Reporting cash flows from operating activities


Cash flows may be presented using either:

1. Direct method
The direct method shows each major class of gross receipts and gross cash
payments. Such gross cash flows may be obtained either
a) From the accounting records
b) By adjusting income statement accounts for changes in related operating
assets and liabilities during the period, excluding the effects of non-cash
items
2. Indirect method
The indirect method adjust accrual basis profit or loss for the effects of changes
in operating assets and liabilities and effects of non-cash items.

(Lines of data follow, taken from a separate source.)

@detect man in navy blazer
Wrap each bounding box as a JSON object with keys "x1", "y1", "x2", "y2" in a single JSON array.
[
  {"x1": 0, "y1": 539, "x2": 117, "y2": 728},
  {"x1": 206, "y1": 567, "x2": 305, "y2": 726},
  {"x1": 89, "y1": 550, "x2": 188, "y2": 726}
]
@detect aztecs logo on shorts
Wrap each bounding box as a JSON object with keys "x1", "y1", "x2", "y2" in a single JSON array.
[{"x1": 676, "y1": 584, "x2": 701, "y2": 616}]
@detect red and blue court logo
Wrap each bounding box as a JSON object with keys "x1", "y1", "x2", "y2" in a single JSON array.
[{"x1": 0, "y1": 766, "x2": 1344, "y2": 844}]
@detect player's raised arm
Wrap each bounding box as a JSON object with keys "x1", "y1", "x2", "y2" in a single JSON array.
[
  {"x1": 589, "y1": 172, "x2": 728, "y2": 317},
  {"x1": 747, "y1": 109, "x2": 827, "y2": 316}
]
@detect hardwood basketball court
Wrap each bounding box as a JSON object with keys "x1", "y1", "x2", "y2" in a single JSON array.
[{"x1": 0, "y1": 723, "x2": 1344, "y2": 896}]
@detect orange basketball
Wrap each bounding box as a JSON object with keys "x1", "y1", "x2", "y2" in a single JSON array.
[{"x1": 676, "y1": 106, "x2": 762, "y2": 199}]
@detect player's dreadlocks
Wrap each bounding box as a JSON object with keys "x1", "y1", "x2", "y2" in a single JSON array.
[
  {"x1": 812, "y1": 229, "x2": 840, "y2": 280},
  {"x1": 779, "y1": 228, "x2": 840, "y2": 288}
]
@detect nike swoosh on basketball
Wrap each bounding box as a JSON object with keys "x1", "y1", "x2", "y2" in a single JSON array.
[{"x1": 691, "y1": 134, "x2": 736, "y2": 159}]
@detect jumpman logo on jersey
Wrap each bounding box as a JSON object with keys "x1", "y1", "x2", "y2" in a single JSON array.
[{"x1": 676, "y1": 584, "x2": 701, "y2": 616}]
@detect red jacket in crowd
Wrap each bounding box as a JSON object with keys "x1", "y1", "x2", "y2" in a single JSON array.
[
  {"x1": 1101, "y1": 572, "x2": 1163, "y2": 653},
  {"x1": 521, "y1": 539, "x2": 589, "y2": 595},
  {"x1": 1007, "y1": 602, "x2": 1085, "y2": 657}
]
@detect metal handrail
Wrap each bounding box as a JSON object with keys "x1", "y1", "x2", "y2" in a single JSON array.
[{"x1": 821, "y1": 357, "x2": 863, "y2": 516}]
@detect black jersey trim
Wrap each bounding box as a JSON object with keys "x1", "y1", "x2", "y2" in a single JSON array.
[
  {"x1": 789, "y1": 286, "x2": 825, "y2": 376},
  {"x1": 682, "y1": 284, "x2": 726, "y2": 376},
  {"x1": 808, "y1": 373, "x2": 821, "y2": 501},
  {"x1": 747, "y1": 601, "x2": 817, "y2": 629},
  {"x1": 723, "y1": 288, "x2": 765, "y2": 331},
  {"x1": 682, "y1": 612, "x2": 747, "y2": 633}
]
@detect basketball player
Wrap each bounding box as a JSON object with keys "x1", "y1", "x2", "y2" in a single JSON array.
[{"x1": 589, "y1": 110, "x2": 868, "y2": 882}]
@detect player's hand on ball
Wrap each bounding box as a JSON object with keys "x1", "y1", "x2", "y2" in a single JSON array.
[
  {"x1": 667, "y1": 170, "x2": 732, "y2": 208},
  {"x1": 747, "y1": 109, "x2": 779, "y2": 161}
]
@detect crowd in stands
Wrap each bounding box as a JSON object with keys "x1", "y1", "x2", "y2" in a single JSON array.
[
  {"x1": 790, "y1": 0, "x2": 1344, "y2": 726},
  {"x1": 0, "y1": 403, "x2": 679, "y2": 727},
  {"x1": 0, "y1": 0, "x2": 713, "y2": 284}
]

Reporting cash flows from investing and financing activities

An entity shall report separately major classes of gross cash receipts and gross cash
payments arising from investing and financing activities, except the following cases,
which may be reported on a net basis:

a) Cash receipts and payments on behalf of customers when the cash flows reflect
the activities of the customer rather than those of the entity. Examples:
I. The acceptance and repayment of demand deposits of a bank;
II. The funds held for customers by an investment entity;
III. Rents collected on behalf of, and paid over to, the owners of properties.
b) Cash receipts and payments for items in which the turnover is quick, the amount
are large, and the maturities are short.
I. Principal amounts relating to credit card customers;
II. The purchase and sale of investments; and
III. Other short-term borrowings, for example, those which have a maturity
period of three months or less.

Non-cash transactions
Only those that have resulted to actual cash inflows or outflows are included in the
statement of cash flows. Those that did not result to actual cash flows are excluded and
disclosed elsewhere in the financial statements.

Examples of non-cash transactions that are excluded from the statement of cash flows
are:

a) Acquisition of non-cash asset by issuance of note payable or disposal of non-


cash asset in exchange for a receivable
b) Acquisition of non-cash asset in exchange of another non-cash asset or by
issuanc of equity instrument
c) Declaration and issuance of property or stock dividend
d) Declaration of cash dividends but paid in subsequent year
e) Receipt of subscriptions for equity instruments but collected in succeeding year.